Van Lint also held a deep admiration for Claude Lorrain, whose work he could easily have studied in numerous Roman collections. Van Lint's nickname, 'Monsú Studio', may refer to his meticulous technique, which he modelled on the great master. Like Claude, van Lint would make detailed drawings in pencil, pen and wash, often in situ, when on his frequent expeditions to the countryside around Rome. He would then use these preparatory drawings to work up full-scale compositions on canvas, often adding ruins and classical buildings to create elaborate imaginary landscapes in the style of Claude, with their gently suffused light and tranquil air of antiquity. Indeed Claude's painting in the Museo di Capodimonte, Naples, of 1669, is the source of inspiration for this landscape: the picture was still in the collection of the Colonna family in 1787, where he could have had the possibility to study and copy it.

Van Lint's work was enthusiastically collected by prominent visitors to Rome and artistocrats on the Grand Tour, as well as some of the great patrician Roman families, including the Altoviti, Capponi, Pamphili, Sacchetti and Soderini, while Don Lorenzo Colonna had a particular taste for his work, owning no less than seventy landscapes by the artist.

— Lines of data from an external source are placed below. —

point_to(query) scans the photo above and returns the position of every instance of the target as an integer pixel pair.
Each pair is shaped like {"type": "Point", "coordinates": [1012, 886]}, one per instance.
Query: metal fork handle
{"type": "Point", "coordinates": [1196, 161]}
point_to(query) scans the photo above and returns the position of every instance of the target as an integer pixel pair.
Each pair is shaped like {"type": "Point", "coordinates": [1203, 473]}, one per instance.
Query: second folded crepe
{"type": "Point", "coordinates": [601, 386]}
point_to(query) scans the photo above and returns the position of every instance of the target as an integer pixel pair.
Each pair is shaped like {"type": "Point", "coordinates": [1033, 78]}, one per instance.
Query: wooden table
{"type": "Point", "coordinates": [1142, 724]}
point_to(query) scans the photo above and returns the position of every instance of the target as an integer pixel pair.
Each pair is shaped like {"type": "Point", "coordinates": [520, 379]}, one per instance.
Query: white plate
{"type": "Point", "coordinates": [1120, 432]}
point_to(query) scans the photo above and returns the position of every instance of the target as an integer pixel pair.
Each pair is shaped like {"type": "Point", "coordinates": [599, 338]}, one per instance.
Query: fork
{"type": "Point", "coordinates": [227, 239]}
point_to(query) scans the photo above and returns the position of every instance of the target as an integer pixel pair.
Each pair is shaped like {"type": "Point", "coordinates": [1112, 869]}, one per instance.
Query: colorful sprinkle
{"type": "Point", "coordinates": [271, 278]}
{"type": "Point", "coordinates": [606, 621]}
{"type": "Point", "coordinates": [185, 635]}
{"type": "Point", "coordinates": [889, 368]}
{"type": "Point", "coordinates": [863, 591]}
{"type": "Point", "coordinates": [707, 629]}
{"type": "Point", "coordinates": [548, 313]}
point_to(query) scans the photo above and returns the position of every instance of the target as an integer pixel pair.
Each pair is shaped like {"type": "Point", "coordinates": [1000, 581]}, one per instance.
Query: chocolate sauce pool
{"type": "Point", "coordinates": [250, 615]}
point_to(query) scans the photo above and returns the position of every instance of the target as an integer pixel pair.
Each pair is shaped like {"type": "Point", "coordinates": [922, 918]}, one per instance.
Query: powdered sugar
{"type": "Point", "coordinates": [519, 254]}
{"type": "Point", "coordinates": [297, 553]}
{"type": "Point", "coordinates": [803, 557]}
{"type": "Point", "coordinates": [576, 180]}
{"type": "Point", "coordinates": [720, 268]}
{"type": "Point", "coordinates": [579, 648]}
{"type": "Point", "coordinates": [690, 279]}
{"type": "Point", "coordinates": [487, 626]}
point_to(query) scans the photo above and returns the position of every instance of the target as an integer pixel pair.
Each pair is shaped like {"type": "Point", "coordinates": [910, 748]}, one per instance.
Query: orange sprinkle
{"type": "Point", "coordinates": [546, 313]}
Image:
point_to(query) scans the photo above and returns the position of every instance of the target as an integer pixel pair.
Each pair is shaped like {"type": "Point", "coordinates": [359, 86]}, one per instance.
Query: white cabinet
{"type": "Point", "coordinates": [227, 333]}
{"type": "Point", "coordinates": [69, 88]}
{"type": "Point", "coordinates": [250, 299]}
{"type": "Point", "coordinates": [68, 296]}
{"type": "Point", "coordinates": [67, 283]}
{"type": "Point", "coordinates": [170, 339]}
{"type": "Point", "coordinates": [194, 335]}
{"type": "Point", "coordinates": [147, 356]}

Van Lint was also an active member of Rome's artistic community, living in a house on the via Babuino. He was a member of the Congregazione Artistica dei Virtuosi al Pantheon from 1744, and was elected Rector in 1755. This was a corporation of artists who organised annual exhibitions of their own paintings on the metal railings in front of the Pantheon. He probably also worked as a picture restorer, and among his ten children, Giacomo became a distinguished landscape painter in his own right.